We used data of participants from the 2005 Health Survey for England (HSE 2005) with the aim of obtaining a nationally-representative sample of the general population aged 19 to 64 years living in England [22]. As a supplement to the main HSE 2005, the English FSA Dietary Sodium Study (EFSAUS), a sub-sample of adult participants were asked to provide a 24-hour urine sample to measure urinary sodium. Overall, 498 survey participants (200 men, 298 women, Table 1), aged 19 and over, who provided a 24-hour urine sample were identified and included in the study. Data collection took place between October 2005 and July 2006, with the majority of fieldwork being completed by March 2006.

Table 1

Study population characteristics and description of analytical sample.

Median and inter-quartile range or absolute number and proportion. See S1 Table for more details.

	Women		Men
n	261	247†	173	165†
Age [years]	45 (36–55)	44 (36–55)	48 (37–56)	48 (36–55)
Waist circumference [cm]	85.6 (78.5–94. 6)	85.6 (78.8–94.5)	97.9 (90.4–107)	97.7 (90.4–107)
Waist-to-hip ratio	0.81 (0.77–0.86)	0.81 (0.77–0.86)	0.93 (0.89–0.97)	0.93 (0.89–0.98)
BMI [kg/m2]	26.0 (23.5–29.8)	26.0 (23.5–29.7)	27.5 (25.3–30.4)	27.3 (25.2–30.1)
Normal weight	108 (41%)	101 (41%)	33 (22%)	38 (23%)
Overweight	93 (36%)	91 (37%)	86 (50%)	84 (51%)
Obese	60 (23%)	55 (22%)	49 (28%)	43 (26%)
Urinary excretion
Sucrose [mg/d]	26.4 (11.6–50.6)	25.1 (10.7–46.1)	38.6 (23.9–62.6)	37.2 (23.0–59.7)
Fructose [mg/d]	18.1 (9.4–33.3)	17.5 (9.2–29.8)	18.4 (11.7–27.1)	18.1 (11.1–26.3)
Nitrogen [g/d]	10.3 (8.0–12.3)	10.4 (8.0–12.3)	13.3 (10.4–16.4)	13.3 (10.5–16.4)
Estimated intake
Total Sugars [g/d]	127 (66.1–219)	117 (62.0–201)	167 (93.4–247)	162 (91–227)
Protein [g/d]	79.4 (61.8–94.8)	80.0 (62.0–94.7)	102 (80.4–127)	102 (80.6–127)

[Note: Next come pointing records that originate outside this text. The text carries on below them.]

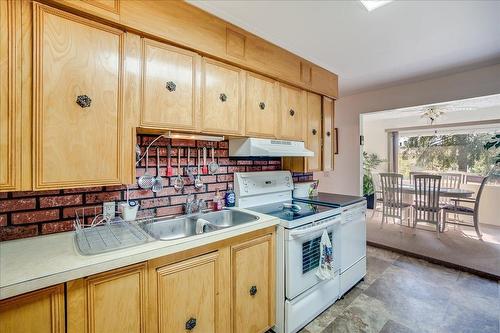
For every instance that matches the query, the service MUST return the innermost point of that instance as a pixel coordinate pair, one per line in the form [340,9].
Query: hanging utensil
[170,171]
[179,181]
[198,183]
[157,181]
[213,167]
[205,168]
[189,170]
[146,180]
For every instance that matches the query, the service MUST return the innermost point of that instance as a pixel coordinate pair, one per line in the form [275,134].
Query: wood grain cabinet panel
[170,89]
[222,87]
[10,80]
[41,311]
[261,111]
[187,295]
[78,118]
[113,301]
[253,285]
[292,113]
[328,134]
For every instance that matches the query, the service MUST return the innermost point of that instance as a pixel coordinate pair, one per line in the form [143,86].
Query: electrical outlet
[108,210]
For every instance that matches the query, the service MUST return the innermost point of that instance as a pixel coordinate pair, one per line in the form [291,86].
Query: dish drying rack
[103,234]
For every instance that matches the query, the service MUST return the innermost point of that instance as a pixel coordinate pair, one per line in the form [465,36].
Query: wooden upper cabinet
[328,138]
[41,311]
[109,9]
[10,80]
[314,130]
[114,301]
[253,285]
[170,88]
[261,109]
[77,101]
[222,104]
[292,113]
[186,295]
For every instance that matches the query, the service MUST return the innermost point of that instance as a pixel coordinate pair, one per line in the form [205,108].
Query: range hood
[253,147]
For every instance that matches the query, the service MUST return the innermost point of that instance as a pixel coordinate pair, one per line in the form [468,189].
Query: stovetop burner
[290,210]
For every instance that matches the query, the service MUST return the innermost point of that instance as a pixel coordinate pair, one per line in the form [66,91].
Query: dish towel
[325,267]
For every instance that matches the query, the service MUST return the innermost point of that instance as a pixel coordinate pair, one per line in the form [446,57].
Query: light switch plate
[108,209]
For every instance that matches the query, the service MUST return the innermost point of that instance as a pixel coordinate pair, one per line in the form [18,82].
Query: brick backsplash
[27,214]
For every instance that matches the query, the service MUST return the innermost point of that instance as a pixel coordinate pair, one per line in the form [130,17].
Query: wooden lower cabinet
[41,311]
[113,301]
[253,285]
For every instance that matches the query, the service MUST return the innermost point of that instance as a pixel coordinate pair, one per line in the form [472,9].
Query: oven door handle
[301,232]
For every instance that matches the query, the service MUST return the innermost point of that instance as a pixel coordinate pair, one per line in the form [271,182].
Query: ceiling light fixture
[374,4]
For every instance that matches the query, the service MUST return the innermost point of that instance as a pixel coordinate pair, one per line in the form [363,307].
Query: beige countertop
[38,262]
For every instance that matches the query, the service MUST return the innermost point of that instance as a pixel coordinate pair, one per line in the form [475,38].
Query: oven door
[302,254]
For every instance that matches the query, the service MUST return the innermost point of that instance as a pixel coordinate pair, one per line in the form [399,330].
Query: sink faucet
[194,206]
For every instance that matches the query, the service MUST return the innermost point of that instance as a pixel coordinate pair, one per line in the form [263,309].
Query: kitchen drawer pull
[190,324]
[171,86]
[84,101]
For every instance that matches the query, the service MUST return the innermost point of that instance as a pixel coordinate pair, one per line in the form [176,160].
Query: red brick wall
[26,214]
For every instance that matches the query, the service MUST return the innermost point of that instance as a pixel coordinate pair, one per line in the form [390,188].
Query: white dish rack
[102,235]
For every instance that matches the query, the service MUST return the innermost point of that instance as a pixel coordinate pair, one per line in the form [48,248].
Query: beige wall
[346,177]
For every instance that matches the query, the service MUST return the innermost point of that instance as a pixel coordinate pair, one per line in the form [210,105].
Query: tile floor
[404,294]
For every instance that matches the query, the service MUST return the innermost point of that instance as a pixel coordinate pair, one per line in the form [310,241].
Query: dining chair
[426,206]
[458,209]
[392,198]
[377,194]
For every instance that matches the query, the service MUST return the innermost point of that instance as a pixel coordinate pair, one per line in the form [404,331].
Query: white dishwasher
[352,245]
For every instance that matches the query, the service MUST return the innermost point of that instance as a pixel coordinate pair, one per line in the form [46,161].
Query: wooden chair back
[426,206]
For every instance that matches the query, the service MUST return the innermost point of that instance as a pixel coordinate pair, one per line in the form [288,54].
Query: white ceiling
[403,41]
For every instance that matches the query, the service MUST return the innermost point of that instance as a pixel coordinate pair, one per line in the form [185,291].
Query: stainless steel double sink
[195,224]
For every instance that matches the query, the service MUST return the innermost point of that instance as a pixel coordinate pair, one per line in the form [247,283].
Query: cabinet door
[40,311]
[253,285]
[10,79]
[313,141]
[261,106]
[78,114]
[292,113]
[222,98]
[169,89]
[187,295]
[328,139]
[113,301]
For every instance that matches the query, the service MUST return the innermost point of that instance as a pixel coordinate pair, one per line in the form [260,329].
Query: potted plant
[370,163]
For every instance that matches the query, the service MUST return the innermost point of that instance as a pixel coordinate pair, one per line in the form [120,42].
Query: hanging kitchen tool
[213,167]
[189,170]
[205,168]
[198,183]
[170,171]
[146,180]
[179,181]
[157,181]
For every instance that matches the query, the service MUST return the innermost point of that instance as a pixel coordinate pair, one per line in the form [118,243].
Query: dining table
[443,192]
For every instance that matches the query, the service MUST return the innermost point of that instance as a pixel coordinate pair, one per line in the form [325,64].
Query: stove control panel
[247,184]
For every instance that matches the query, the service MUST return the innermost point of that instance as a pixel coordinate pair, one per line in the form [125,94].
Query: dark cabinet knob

†excluding the top 5% of estimated total sugar intake

24-hour urine collection

Participants were asked to collect all urine they passed during a 24-hour period starting from the second morning urine void of the 24-hour collection day, and ending with the first urine void the following morning. P-amino-benzoic acid (PABA) was used to test for completeness of 24h urine collection and only complete samples (with >85% PABA recovery in urine) were used for this analysis [23]. All samples were stored at -20°C until analysis (2006 to 2013).

Analysis of urinary sucrose and fructose

Urine samples were thawed at room temperature, centrifuged to remove protein aggregates and analysed using an ILAB600 clinical chemistry analyser (Werfen (UK) Limited, Warrington) with a sucrose, fructose and glucose enzyme kit (Sucrose/D-Glucose/D-Fructose; Boehringer Mannheim, R-Biopharm, Enzymatic BioAnalysis/Food Analysis, Darmstadt, Germany). This method determines D-glucose by measuring NADPH + H+ formation following phosphorylation of D-glucose by hexokinase and subsequent oxidation by NADPH+-dependent glucose-6-phosphate dehydrogenase. NADPH + H+ is determined by changes in absorption at 340 nm. Sucrose and D-fructose are determined indirectly following the conversion of D-fructose into D-glucose by phosphoglucose-isomerase or β-fructosidase and calculating the difference in D-glucose concentration before and after conversion. The concentration range for sucrose and D-fructose was 2.5 to 200 mg/L, for D-glucose it was 2.5 to 150 mg/L; samples exceeding these concentrations were diluted 1 in 10 with purified water and reanalysed. The intra-assay CV for a 25 mg/L glucose quality control (QC) sample was less than 2% and the inter-assay CV was 3.6%. The inter-assay CV was also determined for fructose and sucrose and found to be less than 7%. All concentrations measured were above the lower-limit of quantification. 24-h urinary sucrose and fructose were calculated based on urinary fructose and sucrose concentration (mg/L) and 24-h urine volume.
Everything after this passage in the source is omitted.